Canadians from Hong Kong, Tibet and Taiwan, as well as Uyghurs and other Turkic minorities from China’s Xinjiang region now living in Canada, have all reported harassment from Beijing or proxies acting for the Chinese government. As Amnesty International and other rights watchdogs have documented, the Chinese government regularly uses relatives in mainland China to bend people in Canada to its will, including pressing them to return to face reprisals in their homeland.

The 2023 budget is also tightening anti-money laundering laws to make it harder for Beijing or Moscow to use Canada’s financial system to bankroll foreign interference in Canada.
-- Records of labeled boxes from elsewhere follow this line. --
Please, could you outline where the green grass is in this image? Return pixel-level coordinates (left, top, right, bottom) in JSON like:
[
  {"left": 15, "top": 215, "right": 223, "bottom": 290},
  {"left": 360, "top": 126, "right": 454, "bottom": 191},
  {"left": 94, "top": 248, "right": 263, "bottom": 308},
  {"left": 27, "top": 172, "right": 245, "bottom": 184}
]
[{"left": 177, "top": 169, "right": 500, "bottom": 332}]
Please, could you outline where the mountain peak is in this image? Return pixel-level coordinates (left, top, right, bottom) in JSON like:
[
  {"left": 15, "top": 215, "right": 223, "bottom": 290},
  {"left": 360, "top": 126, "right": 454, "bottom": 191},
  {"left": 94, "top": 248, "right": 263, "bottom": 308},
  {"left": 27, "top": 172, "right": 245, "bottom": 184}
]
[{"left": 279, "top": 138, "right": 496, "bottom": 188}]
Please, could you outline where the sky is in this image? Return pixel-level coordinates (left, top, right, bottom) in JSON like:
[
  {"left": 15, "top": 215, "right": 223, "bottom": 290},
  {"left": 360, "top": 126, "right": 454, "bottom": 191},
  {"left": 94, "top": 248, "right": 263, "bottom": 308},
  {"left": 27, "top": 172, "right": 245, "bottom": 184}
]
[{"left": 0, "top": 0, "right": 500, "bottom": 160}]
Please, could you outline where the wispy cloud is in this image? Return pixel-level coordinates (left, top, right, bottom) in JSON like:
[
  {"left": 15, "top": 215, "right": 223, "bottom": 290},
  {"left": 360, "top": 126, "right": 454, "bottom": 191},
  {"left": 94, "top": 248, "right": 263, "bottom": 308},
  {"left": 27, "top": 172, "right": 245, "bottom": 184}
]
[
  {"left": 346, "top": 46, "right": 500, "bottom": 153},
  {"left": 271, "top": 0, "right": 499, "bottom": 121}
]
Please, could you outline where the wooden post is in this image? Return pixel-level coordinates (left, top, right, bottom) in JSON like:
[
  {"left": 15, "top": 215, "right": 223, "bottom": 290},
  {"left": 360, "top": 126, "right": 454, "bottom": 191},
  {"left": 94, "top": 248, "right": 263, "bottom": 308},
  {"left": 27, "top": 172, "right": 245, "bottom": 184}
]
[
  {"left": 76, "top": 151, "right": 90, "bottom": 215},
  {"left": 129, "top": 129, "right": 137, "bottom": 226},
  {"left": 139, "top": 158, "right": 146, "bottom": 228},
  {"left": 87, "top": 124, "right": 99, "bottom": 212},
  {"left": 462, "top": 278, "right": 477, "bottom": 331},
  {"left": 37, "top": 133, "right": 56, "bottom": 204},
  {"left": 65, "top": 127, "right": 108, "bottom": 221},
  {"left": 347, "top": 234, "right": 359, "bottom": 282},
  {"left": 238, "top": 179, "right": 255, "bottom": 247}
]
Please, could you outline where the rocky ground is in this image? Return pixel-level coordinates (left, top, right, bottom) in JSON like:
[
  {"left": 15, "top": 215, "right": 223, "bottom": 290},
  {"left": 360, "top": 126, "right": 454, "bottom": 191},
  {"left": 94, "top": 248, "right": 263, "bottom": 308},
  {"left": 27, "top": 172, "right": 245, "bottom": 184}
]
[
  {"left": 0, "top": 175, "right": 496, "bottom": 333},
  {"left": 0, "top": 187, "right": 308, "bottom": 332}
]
Ottawa said the budget will strengthen the investigative, enforcement and information-sharing tools of the national anti-money laundering network.

Measures include adding a new offence for structuring financial transactions to avoid reporting obligations to the anti-money laundering watchdog, the Financial Transactions and Reports Analysis Centre of Canada, known as FINTRAC.

“Canada must not be a financial haven for oligarchs or the kleptocratic apparatchiks of authoritarian, corrupt or theocratic regimes,” the government said.

Separately, citing China’s human-rights abuses in Xinjiang, where forced labour is used, Ottawa pledged to eradicate goods made with slavery from Canadian supply chains.

It said it would introduce legislation by 2024 to strengthen an existing ban on import of goods made with forced labour. “Canada is gravely concerned by the ongoing human-rights violations against Uyghurs and Muslim minorities in China, as well as by the use of forced labour around the world,” the government said.

In 2021, Parliament adopted a motion declaring that China’s repression of Uyghurs in Xinjiang amounted to genocide.

Stephanie Carvin, an associate professor of international relations at Carleton University’s Norman Paterson School of International Affairs and a former national security analyst, questioned the decision to give the Mounties money to fight foreign harassment of diaspora groups.

“Given the RCMP’s poor track record of prosecuting national security crimes, including foreign interference, it’s not clear to me this will fix the problem,” she said.